I always thought the Romantic Era turned on this single opera, but never analyzed why.
In any case, a worthy coda to our discussion about not leaping to resolve dissonances. Just let 'em dangle!
BTW, his "studio" makes me nostalgic for the conservatory. Never thought I'd be nostalgic for a practice room ... but that's where I met and played with so many good musicians, shared ideas, joked around, sight-read through tons of the literature ...

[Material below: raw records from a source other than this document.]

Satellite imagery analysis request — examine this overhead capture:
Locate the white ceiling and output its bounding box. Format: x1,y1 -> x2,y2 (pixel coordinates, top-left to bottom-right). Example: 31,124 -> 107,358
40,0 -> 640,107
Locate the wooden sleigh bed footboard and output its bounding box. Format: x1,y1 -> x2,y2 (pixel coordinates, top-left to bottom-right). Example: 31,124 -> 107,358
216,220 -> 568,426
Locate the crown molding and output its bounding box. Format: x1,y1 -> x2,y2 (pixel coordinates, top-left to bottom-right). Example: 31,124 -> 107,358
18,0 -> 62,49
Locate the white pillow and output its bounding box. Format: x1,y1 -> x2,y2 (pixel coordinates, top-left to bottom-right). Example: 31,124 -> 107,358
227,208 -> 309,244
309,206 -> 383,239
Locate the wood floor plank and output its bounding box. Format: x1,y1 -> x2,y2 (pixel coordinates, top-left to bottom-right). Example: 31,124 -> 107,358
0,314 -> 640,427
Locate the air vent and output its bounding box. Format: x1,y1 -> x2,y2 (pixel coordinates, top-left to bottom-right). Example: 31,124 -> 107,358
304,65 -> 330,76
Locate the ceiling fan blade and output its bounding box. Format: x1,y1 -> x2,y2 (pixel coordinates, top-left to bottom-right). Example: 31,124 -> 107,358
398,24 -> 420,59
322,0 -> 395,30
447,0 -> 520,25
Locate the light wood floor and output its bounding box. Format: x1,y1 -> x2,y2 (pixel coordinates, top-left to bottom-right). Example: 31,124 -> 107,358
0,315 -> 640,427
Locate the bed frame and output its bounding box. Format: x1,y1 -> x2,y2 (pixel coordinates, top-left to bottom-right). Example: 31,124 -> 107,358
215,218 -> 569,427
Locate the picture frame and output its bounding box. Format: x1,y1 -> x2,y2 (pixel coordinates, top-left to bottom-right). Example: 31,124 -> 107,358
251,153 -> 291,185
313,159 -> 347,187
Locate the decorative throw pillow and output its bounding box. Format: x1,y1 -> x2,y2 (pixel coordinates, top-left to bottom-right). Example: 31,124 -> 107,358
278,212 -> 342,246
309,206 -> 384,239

True story: I was playing trios (flute, cello, piano) in a practice room one day when some crusading Jesus freak (not a student there) invited himself in. He waited until we took note of him. "My, you play so beautifully," he said. "You surely must know the love of Jesus Christ in your hearts." Without missing a beat (or turning around) the pianist replied, "No, but if you hum a few bars we can fake it."
4
 
 
3 hours later…
6:25 PM
The more I think about this, the more I think the parse might be: I saw lem, where the th is replaced by the l sound and that the l is not added to the saw. The /l/ is substituted for the /ð/ . The place of articulation of /l/ is alveolar and /ð/ is dental. The places of articulation are contiguous. That makes much more sense to me, whereas your saw[l] 'em does not. — Lambie 25 mins ago
Why is this person trying to convince me I either did not hear what I heard or am not competent to relate it to EL&U? Can some helpful mod please convert that whole thread to a chat, please, so I can get on with my life?
 
 
2 hours later…
8:10 PM
I don't know, it could all be a lot worse.
 
 
2 hours later…
10:08 PM
@Robusto oh yeah it is. I watched it the other day actually. Really illuminating. Because I remember how back in high school a big deal was made of that chord, but I never understood why. But then a mere 20+ years later I watched this video and I understood why.
Funny.
@Robusto and also, his practice room made me nostalgic for being in a practice room, and I've never even been in a practice room before.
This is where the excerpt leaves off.